A Date with CPAN, Part 10: Cleanliness Is Next to Timeliness
[This is a post in my latest long-ass series. You may want to begin at the beginning. I do not promise that the next post in the series will be next week. Just that I will eventually finish it, someday. Unless I get hit by a bus.
IMPORTANT NOTE! When I provide you links to code on GitHub, I’m giving you links to particular commits. This allows me to show you the code as it was at the time the blog post was written and insures that the code references will make sense in the context of this post. Just be aware that the latest version of the code may be very different.]
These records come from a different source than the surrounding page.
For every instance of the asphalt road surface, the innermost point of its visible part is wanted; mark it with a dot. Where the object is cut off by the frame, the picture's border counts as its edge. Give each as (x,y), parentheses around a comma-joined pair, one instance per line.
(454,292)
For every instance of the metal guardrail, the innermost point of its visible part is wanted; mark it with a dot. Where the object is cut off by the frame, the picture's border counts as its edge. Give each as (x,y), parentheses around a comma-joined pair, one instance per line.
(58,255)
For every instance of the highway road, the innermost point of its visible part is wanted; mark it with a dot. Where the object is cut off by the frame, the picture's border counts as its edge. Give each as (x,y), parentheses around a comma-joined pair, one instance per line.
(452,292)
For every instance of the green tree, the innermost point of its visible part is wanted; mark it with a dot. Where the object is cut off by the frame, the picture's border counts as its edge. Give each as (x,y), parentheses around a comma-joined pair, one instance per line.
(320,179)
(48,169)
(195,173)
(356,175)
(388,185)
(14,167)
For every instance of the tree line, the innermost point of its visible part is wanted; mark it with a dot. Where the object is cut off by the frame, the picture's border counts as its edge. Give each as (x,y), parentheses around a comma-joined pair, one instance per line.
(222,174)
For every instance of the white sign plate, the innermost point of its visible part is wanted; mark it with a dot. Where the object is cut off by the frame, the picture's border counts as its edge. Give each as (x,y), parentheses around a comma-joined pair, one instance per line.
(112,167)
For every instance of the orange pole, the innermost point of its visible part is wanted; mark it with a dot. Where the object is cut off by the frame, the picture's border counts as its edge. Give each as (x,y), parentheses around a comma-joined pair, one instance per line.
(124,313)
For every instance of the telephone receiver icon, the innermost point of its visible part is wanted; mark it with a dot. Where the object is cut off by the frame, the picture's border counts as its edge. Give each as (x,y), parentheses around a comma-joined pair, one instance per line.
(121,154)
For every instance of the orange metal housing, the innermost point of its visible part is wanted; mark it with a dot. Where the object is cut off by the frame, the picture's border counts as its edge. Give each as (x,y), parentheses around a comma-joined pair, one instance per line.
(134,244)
Last time I rearranged our UI to be (hopefully) a bit more intuitive. This time I want to clean up the remainder of those pesky CPAN Testers failures on our way to the next solid release.
So, the first thing I needed to do was to figure out what all those failures were. See, as I touched on before, CPAN Testers failures tend to come in groups. The trickiest part (usually) is identifying the patterns and figuring out what they have in common, which usually tells you what caused the failures. Once you know what the failures are, it’s often trivial to actually fix them. Often, but not always. We have a bit of a mix here, as it turns out. But first I had to analyze the failures and pick out the patterns.
Except I didn’t have to. Because the Perl community is awesome, and someone thoughtfully did it for me. Literally a day or two before I was about to start wading into the fail reports myself, Slaven Rezić (a.k.a. SREZIC on CPAN, a.k.a. eserte on GitHub) opened three GitHub issues wherein he’d already done all the work for me. So I have to give a big shout out to Slaven: he did the hard part. And, with the hard work done for me, all I had to do was buckle down and just fix the errors.